A List Apart № 421 Gets Personal

A List Apart Issue No. 421

THERE’S GREAT reading for people who make websites in Issue No. 421 of A List Apart:

Resetting Agency Culture

by Justin Dauer

Forget Air Hockey, Zen Gardens, and sleep pods: a true “dream” company invests in its people—fostering a workplace that supports dialogue, collaboration, and professional development. From onboarding new hires to ongoing engagement, Justin Dauer shares starting points for a healthy office dynamic and confident, happy employees.

Crafting a Design Persona

by Meg Dickey-Kurdziolek

Every product has a personality—is yours by design? Meg Dickey-Kurdziolek shows you how Weather Underground solved its personality problems by creating a design persona, and teaches you collaborative methods for starting a personality adjustment in your company.

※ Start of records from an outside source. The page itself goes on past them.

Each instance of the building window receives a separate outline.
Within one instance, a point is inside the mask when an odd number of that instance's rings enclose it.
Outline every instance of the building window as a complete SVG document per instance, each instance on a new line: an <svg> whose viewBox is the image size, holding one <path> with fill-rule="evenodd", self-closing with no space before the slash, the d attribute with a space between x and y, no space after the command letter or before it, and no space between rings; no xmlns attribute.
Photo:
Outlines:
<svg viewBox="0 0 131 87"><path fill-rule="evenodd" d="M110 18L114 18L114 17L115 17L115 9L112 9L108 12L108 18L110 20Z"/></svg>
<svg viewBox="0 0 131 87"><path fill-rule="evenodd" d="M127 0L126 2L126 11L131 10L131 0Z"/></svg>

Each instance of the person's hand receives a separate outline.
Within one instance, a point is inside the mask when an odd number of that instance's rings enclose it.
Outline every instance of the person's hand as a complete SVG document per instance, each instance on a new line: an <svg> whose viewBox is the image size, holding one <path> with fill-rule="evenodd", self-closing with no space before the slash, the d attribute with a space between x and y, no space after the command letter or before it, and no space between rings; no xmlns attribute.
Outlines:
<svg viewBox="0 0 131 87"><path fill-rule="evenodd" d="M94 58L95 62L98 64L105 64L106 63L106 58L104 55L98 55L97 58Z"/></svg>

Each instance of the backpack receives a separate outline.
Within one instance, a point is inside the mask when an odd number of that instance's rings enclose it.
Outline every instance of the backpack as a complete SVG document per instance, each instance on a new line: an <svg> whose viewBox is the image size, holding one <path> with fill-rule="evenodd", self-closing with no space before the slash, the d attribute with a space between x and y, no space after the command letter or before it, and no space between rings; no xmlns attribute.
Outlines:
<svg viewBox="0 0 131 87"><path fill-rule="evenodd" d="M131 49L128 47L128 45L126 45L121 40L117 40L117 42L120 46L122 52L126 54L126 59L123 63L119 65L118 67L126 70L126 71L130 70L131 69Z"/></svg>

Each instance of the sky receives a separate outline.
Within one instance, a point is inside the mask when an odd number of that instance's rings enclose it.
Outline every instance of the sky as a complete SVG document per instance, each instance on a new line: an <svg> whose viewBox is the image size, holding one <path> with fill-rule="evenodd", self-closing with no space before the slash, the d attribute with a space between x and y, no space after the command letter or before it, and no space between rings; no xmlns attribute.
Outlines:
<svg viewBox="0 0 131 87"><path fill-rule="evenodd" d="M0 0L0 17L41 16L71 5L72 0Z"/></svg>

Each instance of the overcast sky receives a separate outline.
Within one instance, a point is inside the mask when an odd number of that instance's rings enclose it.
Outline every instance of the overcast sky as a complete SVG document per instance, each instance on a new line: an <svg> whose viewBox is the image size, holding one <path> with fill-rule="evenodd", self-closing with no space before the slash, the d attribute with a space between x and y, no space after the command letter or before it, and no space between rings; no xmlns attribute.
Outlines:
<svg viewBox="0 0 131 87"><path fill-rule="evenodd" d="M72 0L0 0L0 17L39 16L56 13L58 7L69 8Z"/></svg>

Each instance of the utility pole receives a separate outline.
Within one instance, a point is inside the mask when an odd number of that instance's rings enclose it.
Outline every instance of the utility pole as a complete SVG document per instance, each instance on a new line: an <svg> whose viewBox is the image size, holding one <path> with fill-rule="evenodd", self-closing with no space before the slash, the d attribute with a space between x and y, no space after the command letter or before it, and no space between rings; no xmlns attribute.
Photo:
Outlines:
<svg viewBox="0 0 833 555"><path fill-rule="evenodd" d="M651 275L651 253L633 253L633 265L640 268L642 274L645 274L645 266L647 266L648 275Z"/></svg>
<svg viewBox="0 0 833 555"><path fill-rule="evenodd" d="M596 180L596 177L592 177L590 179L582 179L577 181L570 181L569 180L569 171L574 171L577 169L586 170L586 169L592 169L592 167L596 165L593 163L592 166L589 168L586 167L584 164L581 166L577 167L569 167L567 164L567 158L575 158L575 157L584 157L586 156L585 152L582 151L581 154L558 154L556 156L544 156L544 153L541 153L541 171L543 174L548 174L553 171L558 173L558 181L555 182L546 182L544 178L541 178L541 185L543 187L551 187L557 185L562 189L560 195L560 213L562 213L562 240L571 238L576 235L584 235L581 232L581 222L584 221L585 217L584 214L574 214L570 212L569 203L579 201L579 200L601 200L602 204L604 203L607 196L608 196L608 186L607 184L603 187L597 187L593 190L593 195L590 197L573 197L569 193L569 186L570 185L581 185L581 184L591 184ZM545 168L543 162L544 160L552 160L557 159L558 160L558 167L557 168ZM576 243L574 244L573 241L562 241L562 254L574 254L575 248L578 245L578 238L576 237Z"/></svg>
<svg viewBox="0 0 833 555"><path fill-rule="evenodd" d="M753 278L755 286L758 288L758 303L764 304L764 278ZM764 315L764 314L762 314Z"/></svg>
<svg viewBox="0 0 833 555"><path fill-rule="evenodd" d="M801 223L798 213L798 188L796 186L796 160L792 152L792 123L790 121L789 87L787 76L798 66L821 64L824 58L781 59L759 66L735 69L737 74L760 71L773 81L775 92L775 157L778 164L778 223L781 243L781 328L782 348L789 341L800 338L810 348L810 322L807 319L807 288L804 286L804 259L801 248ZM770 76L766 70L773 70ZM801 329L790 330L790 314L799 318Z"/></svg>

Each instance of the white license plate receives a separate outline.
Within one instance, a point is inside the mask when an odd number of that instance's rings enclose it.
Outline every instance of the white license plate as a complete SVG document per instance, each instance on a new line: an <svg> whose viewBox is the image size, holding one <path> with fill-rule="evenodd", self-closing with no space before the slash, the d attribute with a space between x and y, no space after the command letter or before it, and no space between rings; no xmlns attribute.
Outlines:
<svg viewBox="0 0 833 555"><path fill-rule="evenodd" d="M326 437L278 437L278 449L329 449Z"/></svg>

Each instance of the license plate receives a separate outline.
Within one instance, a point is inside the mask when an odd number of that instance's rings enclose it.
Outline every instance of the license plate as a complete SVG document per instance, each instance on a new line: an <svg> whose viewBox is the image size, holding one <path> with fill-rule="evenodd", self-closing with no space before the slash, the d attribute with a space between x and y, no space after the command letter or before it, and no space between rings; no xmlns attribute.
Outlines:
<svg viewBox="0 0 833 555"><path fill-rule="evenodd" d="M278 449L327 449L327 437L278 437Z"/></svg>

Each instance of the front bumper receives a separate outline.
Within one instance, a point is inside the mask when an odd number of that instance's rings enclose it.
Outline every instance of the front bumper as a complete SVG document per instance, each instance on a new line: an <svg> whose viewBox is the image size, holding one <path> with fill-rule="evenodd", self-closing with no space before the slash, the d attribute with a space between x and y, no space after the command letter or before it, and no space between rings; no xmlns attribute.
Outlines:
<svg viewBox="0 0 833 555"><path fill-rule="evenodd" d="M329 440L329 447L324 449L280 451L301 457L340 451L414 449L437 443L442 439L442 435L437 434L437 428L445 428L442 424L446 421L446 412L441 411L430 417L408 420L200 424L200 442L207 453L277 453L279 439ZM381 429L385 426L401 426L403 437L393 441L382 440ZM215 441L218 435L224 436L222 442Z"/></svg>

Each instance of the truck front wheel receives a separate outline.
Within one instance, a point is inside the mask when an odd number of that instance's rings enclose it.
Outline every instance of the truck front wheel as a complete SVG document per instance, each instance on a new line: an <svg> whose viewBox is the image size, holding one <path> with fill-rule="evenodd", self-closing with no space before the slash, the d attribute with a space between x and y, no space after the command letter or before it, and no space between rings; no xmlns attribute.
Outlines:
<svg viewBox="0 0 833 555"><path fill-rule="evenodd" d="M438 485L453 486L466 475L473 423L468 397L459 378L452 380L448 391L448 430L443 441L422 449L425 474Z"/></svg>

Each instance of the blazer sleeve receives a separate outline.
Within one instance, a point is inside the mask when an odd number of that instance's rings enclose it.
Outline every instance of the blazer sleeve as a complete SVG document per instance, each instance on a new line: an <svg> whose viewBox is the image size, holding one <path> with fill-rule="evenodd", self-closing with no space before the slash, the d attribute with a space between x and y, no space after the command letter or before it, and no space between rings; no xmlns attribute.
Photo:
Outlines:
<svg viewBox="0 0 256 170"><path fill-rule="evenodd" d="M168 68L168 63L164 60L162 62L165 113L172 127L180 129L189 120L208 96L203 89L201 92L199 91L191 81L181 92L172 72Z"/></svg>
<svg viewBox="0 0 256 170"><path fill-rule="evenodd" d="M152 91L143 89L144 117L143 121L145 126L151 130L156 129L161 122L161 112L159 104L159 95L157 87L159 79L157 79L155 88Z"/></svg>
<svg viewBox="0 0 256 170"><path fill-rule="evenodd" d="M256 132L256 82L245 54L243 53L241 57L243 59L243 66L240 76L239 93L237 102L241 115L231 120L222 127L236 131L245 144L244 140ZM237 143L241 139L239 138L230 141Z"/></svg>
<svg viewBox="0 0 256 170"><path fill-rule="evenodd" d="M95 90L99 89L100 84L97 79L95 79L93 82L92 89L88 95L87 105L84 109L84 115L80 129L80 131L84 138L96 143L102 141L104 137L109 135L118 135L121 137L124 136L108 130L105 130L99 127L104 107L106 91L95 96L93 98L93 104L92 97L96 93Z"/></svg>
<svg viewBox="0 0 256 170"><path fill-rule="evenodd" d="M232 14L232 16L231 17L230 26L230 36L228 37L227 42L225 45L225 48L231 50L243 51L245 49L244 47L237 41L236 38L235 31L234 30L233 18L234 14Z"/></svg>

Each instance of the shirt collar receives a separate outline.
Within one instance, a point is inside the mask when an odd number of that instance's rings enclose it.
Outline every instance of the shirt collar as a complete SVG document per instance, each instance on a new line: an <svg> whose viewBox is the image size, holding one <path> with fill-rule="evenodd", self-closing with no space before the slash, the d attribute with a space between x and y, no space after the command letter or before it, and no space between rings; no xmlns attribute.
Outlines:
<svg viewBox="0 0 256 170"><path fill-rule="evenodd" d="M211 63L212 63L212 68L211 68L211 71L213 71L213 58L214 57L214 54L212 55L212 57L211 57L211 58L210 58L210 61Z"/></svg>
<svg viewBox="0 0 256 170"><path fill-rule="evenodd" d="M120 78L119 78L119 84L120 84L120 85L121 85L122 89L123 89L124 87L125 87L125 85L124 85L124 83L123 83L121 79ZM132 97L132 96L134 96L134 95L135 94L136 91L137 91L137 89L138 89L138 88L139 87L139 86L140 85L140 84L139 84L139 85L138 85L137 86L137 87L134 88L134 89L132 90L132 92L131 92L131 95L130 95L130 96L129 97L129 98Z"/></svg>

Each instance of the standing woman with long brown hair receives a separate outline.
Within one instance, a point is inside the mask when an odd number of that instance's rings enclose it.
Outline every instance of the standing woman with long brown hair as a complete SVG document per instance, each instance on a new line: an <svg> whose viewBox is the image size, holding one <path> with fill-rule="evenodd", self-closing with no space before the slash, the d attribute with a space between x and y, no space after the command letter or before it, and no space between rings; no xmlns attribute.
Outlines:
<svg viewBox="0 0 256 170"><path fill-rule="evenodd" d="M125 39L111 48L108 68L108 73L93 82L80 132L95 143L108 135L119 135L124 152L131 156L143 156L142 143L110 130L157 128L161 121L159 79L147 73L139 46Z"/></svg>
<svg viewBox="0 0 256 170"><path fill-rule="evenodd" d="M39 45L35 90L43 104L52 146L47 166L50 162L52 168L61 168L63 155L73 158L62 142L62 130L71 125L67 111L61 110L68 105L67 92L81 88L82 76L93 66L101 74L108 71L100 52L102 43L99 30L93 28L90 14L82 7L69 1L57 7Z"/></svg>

The Arc of a Design Career: Khoi Vinh on The Big Web Show № 128

Khoi Vinh, photographed by Khoi Vinh

KHOI VINH IS my guest in Episode № 128 of The Big Web Show (“Everything Web That Matters”).

Khoi is a web and graphic designer, blogger, and former design director for The New York Times, where he worked from January 2006 until July 2010. Prior to that, Khoi co-founded and was design director for Behavior, a New York digital design studio. He is the author of  How They Got There: Interviews With Digital Designers About Their Careers (coming in 2015) and Ordering Disorder: Grid Principles for Web Design (New Riders, 2010), and was a leading proponent of bringing grid-based graphic design principles to web design in the mid-2000s. In 2011, Fast Company named him one of “The 50 Most Influential Designers in America.”

Listen to Episode № 128 of The Big Web Show.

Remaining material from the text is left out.